Диадема Справедливости - страница 7



Тут же, словно из-под земли появился Дулли, со своей тыквой, на этот раз полной каких-то мохнатых коконов.

− Судьбу свою ты выбирай! Нам песню поскорей сыграй! – завопила его голова, зажатая под левой рукой.

Лютик, содрогнувшись, с брезгливой гримасой ткнул пальцем куда-то внутрь ухмыляющейся вырезанным ртом тыквы.

− Нет, так не пойдет! – гаркнул Дулли, − Достань свой кокон и покажи всем!

Бард стиснул зубы, держа двумя пальцами личинку, которая вдруг начала извиваться, вылупляясь. Лютик стойко выдержал рождение ярко-желтой, под стать его помпезному костюму бабочки, которая немедленно вспорхнула, кружа по залу над толпой придворных обоих Дворов. Я повернулся к ним спиной: куда подевался этот гнуснорожий клурикон с вином?

− Фант ваш! − раздалось за спиной сразу несколько голосов.

− Эй, как там тебя? Кто видел клурикона-виночерпия? – громко позвал я.

− Сэр Люк, сначала назови фант! – ко мне подошел Макрель, − Да ты, батенька, изволил нализаться!

− Но-но! Что за манеры! Не нализаться, а взвеселиться, слегка разогнать кровь!

− Фа́нт, взвеселённый разогнавшийся сэр! – напомнил Макрель в нетерпении притоптывая ногой. Не бард, а тюремный надзиратель, право слово!

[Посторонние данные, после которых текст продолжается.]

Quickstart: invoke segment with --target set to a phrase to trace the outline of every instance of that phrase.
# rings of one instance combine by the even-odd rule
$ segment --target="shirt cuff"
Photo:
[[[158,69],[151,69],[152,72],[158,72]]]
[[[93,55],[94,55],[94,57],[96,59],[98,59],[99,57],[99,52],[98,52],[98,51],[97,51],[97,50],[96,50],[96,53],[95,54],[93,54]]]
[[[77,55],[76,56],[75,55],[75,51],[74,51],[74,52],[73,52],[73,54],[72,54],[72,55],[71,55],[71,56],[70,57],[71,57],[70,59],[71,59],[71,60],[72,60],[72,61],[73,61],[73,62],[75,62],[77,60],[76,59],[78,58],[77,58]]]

− Нет, принц датский, Гамлет, скорбящий по Офелии! – ругнулся я под нос, − Почему я́ должен называть фант?

− Все слышали? – поднял голос мрачный менестрель, − Скорби по Офелии!

Лютик задумчиво стал перебирать струны лютни, извлекая один за другим благозвучные аккорды.

− Дается время на раздумье? – спросил он.

− Один танец!

Сидящие на оркестровом балконе шестеро тилвит тэг немедленно заиграли на арфах развеселую джигу, звучавшую в их исполнении также мрачно и таинственно, как все остальные мелодии. С моей головы вспорхнула бабочка-жеребьёвщица, унесшись куда-то вверх.

− Бокал вина? – прямо под локтем пошатываясь материализовался окосевший от пьянства клурикон.

− Обязательно! – ответил я радостно, − А как тебя звать?

− Зачем вам? – от подозрений его глаза разъехались в стороны, сделав взгляд почти нормальным.

− Чтобы не орать на весь зал, в поисках выпивки! Шепни-ка на ушко!

− Я вам не скажу! – он подозрительно посмотрел по сторонам, словно ожидая нападения.

− Ну не осел ли? Не истинное имя! Просто чтобы позвать! Много чести, бегать за тобой по всему залу! – разозлился я.

− Корчо[9], − немедленно отозвался он. Глаза клурикона вновь съехались к носу.

− Какое говорящее имя! – пробормотал я, отпивая из нового бокала.

Арфы давно смолкли, а красивый голос Лютика выводил витиеватые строфы песни… Или это уже Макрель?

… Её глаза полны тоской, летящей к небесам.

Скажи же, милый друг, ведь ты привычен к чудесам.

Средь лилий тихого пруда Офелия плывет…

Что смерть её, ответь скорей, теперь нам принесет?..

И треплют воды как блесну её власа златые,

И смотрят глупо на Луну её глаза пустые…

Как деву оживить теперь? Поведай тайну сам:

К каким же тайным, нам скажи, прибегнуть словесам?

Кажется, я привалился к незнакомому плечу. Что говорят в таких случаях?

− Non est mors, nisi sit aeterna gyration inanis [10], − пробормотал я фразу, подслушанную под дверью в комнату приемной матери в детстве. Она почему-то намертво врезалась в память, периодически всплывая в разных экстремальных состояниях. В горле запекло, словно я глотнул крепчайшего виски.

Кажется, кто-то вскрикнул, громко зазвенела стеклянная посуда, повстречавшись с мраморным полом… Деревянная хлебная тарелка, стоявшая на столе, выпустила прехорошенький зеленый побег… Устал я, хорошо бы вздремнуть.